The success of a model that includes only pairwise interactions provides an enormous simplification in our description of the network. This may be important not only for our analysis, but also for the brain. The dominance of pairwise interactions means that learning rules based on pairwise correlations³⁶ could be sufficient to generate nearly optimal internal models for the distribution of ‘codewords’ in the retinal vocabulary, thus allowing the brain to accurately evaluate new events for their degree of surprise³⁷.

The mapping of the maximum entropy problem to the Ising model, together with the observed level of correlations, implies that groups of N ≈ 200 cells will behave very differently than smaller groups, and this is especially interesting because the patch of significantly correlated ganglion cells in the retina is close to this critical size¹⁹. Because the response properties of retinal ganglion cells adapt to the input image statistics³⁸^,³⁹, this matching of correlation length and correlation strength cannot be an accident of anatomy but rather must be set by adaptive mechanisms.
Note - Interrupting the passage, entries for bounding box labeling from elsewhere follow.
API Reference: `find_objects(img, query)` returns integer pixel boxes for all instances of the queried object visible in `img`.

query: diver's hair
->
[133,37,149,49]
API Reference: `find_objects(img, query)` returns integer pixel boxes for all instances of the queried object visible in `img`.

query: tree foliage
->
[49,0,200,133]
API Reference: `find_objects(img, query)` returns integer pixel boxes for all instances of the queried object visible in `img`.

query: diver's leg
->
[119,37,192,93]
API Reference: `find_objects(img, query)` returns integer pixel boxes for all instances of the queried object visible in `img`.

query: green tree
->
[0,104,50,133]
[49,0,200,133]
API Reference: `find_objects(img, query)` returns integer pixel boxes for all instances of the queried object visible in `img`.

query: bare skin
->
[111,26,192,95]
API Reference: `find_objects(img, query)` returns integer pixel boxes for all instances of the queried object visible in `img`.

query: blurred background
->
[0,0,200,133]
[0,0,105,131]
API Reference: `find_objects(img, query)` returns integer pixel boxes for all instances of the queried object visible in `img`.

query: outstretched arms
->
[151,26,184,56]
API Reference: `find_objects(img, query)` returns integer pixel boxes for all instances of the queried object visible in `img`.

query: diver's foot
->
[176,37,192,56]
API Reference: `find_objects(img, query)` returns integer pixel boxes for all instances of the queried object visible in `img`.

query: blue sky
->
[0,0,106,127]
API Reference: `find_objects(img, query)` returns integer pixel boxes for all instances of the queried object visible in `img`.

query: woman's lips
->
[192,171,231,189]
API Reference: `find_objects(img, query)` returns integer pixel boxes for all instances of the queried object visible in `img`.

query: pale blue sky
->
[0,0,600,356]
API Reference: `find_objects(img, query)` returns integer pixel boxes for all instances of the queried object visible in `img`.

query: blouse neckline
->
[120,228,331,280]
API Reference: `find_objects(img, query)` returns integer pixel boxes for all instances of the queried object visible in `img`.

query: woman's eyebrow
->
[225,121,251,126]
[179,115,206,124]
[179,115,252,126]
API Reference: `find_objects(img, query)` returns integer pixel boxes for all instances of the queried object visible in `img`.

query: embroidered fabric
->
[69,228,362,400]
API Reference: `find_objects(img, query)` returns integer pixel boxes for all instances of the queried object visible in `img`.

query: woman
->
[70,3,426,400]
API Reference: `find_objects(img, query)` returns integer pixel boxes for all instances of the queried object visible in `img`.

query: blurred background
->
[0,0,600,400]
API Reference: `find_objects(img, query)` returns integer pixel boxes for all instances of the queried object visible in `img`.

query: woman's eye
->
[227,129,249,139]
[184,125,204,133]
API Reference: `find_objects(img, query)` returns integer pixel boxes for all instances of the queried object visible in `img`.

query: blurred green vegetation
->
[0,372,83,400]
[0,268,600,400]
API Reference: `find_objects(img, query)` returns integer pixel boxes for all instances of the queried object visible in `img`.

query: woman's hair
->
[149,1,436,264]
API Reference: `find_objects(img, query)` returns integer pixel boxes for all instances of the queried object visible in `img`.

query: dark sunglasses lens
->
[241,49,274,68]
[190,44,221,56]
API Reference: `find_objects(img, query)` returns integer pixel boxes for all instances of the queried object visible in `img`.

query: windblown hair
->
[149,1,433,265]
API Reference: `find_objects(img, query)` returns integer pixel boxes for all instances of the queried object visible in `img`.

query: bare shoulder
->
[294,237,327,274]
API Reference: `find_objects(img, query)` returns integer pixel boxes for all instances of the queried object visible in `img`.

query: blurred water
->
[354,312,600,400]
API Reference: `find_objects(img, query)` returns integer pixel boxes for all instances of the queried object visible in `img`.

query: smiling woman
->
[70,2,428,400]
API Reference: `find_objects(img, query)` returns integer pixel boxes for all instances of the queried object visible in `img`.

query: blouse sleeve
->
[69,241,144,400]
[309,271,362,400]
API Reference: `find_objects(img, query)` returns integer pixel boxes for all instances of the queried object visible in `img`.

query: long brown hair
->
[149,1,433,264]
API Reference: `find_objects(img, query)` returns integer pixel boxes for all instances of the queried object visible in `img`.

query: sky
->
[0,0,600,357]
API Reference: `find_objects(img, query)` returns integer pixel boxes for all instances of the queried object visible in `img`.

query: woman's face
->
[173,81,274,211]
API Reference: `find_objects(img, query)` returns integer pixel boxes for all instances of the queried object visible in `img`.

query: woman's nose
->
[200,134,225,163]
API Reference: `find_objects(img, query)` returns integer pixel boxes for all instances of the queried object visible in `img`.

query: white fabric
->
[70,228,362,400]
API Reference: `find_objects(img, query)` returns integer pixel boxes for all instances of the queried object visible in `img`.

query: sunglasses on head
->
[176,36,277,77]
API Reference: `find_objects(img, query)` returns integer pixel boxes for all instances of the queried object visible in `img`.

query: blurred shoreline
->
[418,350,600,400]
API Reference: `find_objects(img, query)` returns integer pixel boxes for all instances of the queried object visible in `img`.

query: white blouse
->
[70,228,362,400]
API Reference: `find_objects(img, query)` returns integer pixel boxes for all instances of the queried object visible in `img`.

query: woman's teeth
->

Perhaps there is an optimization principle that determines this operating point, maximizing coding capacity while maintaining the correlation structures that enable error-correction.

Although we have focused on networks of neurons, the same framework has the potential to describe biological networks more generally. In this view, the network is much more than the sum of its parts, but a nearly complete model can be derived from all its pairs.

METHODS

Retinal experiments

Retinae from the larval tiger salamander (Ambystoma tigrinum) and the guinea pig (Cavia porcellus) were isolated from the eye, retaining the pigment epithelium, and placed over a multi-electrode array¹⁹. Both were perfused with oxygenated medium: room temperature Ringers for salamander and 36 °C Ames medium for guinea pig. Extracellular voltages were recorded by a MultiChannel Systems MEA 60 microelectrode array and streamed to disk for offline analysis. Spike waveforms were sorted either using the spike size and shape from a single electrode¹⁹ or the full waveform on 30 electrodes¹⁸. Recorded ganglion cells were spaced no more than 500 μm apart, and were typically close enough together to have overlapping receptive field centres. Our analysis is based on measurements of 95 cells recorded in 4 salamanders and 35 cells recorded in 2 guinea pigs.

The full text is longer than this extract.